Grace dudó, luego vio que no pasaba nada por decírselo. -Michael.

– ¿Por qué se esconde, tío Roy? ¿Ha sido malo?

Grace sonrió. Los niños tenían una visión del mundo mucho más simple que los adultos; no obstante, aquélla era una buena pregunta. Había aprendido hacía mucho tiempo que en el trabajo policial no había que fiarse nunca de nada; no dejar piedra por mover, abrir todas las puertas, no pensar de manera convencional. Tan importante era considerar a Michael Harrison un participante activo en su propia desaparición como un participante pasivo. A pesar del cadáver que ahora ya estaría en el depósito.

– No estoy seguro -contestó.

– ¿Qué pasa si no encuentras nunca a Michael?

Era una pregunta inocente, pero tocó la fibra sensible de sus emociones.

– Creo que lo encontraremos -respondió sin querer decirle nada sobre el cadáver.

– Pero si no, ¿qué pasa? -insistió la niña-. ¿Hasta cuándo lo buscaréis?

Grace sonrió con tristeza al ver su inocencia. Había nacido un año después de que desapareciera Sandy y no tenía ni idea de lo dolorosas que eran sus preguntas.

– El tiempo que haga falta.

– Podría ser mucho tiempo, si se ha escondido bien. ¿Verdad?

– Es posible.

– ¿O sea, que eso quiere decir que quizá no veamos una jirafa en muchos años?

Después de terminar su conversación con la niña, Grace llamó de inmediato a Emma-Jane Boutwood al centro de investigaciones.

– ¿Qué has averiguado sobre el pendiente?

– Michael Harrison solía llevar uno siempre, un pequeño aro dorado, hasta que su prometida le dijo que se lo quitara; pero es posible que se lo pusiera para salir esa noche.

No eran buenas noticias, pensó Grace.

– De acuerdo. Los móviles. Ya deberíamos tener en los archivos los números de móvil de Mark Warren y Ashley Harper. Quiero que te pongas en contacto con las compañías telefónicas y consigas copias de sus conexiones del… -lo pensó un momento- sábado pasado.

– Puede que hasta mañana no consiga resultados, señor. Ya he tenido problemas antes para obtener algo de las compañías telefónicas en fin de semana.

– Haz lo que puedas.

– Sí, señor.


Diez minutos después, por segunda vez aquel fin de semana, Grace se dirigió al edificio largo y bajo que albergaba el depósito de cadáveres de Brighton y Hove. El sol brillante de mayo no tenía ningún efecto sobre su exterior deprimente, cómo si las rugosas paredes grises estuvieran allí para protegerlo del calor que osara intentar entrar. Sólo los cadáveres fríos y las almas aún más frías tenían permitida la entrada.

Exceptuando a Cleo Morey.

Esperaba que aquel día también estuviera de guardia. Lo esperaba con todas sus fuerzas mientras caminaba hacia la puerta y llamaba al timbre. Al cabo de unos momentos, para su regocijo, Cleo le abrió. Vestida como siempre, con su uniforme de bata verde, delantal verde y botas blancas, que era el único conjunto que le había visto puesto, lo saludó con una gran sonrisa. Parecía que realmente se alegraba de verlo.

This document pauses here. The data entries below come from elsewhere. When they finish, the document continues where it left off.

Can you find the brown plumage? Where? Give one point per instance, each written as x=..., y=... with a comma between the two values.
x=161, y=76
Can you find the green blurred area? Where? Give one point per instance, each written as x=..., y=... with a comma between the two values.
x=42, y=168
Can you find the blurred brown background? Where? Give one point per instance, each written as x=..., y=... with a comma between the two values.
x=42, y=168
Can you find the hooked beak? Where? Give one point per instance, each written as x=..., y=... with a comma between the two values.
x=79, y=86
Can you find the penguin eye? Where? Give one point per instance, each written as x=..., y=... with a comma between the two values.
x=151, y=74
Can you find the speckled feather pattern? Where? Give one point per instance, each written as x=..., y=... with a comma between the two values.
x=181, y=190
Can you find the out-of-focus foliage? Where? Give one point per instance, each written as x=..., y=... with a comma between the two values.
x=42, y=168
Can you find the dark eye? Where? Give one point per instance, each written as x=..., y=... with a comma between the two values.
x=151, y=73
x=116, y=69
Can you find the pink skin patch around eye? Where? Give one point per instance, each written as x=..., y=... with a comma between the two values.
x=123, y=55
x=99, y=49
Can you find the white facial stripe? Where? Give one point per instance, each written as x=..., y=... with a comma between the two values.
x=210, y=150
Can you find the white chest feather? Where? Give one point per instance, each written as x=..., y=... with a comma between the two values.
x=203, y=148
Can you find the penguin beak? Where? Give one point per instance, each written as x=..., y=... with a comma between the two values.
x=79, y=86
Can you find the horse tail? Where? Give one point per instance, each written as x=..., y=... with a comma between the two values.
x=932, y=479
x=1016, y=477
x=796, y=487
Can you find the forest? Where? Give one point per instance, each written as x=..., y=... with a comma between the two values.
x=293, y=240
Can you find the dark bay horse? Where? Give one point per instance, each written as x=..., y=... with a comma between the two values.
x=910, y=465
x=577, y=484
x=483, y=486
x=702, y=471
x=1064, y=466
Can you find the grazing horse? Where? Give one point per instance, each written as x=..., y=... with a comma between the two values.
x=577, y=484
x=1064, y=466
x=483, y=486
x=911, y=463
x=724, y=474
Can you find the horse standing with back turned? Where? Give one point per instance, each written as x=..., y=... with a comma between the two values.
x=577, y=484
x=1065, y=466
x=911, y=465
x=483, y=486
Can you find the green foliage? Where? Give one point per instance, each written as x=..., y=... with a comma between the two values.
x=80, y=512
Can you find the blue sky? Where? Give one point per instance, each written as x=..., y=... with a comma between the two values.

Y, por un momento, se quedó ahí plantado, mudo, como un chico en su primera cita con una chica que, en el fondo, sabe que no está a su alcance.

– Hola -le dijo y, luego, añadió-: No podemos seguir viéndonos así.

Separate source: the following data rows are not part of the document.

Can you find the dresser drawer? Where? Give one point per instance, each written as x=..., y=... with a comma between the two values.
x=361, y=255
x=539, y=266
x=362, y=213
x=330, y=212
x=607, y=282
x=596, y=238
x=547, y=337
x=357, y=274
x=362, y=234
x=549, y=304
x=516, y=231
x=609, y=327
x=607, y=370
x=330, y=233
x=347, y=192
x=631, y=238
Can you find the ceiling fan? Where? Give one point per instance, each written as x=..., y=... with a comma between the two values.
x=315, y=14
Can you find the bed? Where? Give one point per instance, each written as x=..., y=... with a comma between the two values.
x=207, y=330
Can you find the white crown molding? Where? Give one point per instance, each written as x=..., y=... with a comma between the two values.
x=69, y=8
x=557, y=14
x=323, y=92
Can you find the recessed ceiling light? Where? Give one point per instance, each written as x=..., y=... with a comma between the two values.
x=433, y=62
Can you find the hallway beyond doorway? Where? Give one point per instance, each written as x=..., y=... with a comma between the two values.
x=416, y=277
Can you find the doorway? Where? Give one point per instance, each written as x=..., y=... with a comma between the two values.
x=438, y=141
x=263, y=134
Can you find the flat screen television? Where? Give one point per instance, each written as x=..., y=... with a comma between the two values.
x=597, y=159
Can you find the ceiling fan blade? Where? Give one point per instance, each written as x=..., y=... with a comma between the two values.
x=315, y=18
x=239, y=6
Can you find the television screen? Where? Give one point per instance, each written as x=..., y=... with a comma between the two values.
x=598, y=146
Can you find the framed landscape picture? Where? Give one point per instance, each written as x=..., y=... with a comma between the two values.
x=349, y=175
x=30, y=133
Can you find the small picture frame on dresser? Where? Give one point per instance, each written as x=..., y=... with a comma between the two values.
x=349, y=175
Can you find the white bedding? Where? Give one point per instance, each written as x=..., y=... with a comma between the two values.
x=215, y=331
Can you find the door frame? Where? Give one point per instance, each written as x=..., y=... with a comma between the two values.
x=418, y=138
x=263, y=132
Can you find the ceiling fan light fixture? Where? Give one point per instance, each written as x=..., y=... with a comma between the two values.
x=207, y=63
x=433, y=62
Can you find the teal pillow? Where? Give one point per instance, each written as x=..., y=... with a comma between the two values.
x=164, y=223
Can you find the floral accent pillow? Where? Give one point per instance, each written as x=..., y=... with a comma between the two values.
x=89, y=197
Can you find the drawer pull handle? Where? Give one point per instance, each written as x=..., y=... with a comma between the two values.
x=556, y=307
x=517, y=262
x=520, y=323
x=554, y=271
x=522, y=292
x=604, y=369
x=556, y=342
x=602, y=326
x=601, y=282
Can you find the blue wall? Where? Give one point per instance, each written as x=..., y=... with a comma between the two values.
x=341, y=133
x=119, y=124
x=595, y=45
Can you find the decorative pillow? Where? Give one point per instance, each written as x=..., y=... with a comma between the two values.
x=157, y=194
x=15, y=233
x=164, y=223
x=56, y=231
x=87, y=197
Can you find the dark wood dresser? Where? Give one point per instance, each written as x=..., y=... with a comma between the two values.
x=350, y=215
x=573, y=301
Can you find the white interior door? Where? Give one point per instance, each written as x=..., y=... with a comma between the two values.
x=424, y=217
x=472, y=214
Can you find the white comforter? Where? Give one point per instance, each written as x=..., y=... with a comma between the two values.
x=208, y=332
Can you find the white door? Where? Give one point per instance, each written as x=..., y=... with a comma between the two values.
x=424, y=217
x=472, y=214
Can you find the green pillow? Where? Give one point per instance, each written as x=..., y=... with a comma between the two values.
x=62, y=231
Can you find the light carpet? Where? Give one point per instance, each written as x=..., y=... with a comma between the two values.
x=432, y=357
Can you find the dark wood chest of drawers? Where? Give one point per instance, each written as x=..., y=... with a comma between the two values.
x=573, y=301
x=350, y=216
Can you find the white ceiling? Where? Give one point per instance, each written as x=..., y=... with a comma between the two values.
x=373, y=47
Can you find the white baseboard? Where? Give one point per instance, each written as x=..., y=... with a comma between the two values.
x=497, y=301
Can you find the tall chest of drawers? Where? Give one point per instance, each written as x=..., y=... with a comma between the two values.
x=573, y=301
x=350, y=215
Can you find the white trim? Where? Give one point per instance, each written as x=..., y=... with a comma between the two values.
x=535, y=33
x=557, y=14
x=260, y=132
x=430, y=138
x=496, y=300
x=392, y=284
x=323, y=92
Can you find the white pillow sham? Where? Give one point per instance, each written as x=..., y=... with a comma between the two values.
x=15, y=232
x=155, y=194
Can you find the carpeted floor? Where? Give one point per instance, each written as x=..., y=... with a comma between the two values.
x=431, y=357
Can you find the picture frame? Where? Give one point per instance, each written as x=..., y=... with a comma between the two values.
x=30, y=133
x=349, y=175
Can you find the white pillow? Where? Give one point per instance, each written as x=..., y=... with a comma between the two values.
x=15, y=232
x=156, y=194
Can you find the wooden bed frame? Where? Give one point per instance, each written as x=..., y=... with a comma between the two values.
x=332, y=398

– Prefiero que entres caminando que con los pies por delante -dijo ella.

Él meneo la cabeza, sonriendo.

– Muchas gracias.

Lo acompañó a su minúsculo despacho con sus paredes rosas.

– ¿Puedo ofrecerte un té? ¿Café? ¿Un refresco?

– ¿Puedes prepararme un té con bollitos de Cornualles?

– Claro. ¿Los bollitos de mermelada de fresa con nata?

– ¿Y pastas de té?

– Por supuesto. -Cleo se echó el pelo rubio hacia atrás, pero sus ojos no dejaron de mirarlo. Era evidente que estaba coqueteando con él-. Así que ésta es tu idea de una tarde de domingo relajante.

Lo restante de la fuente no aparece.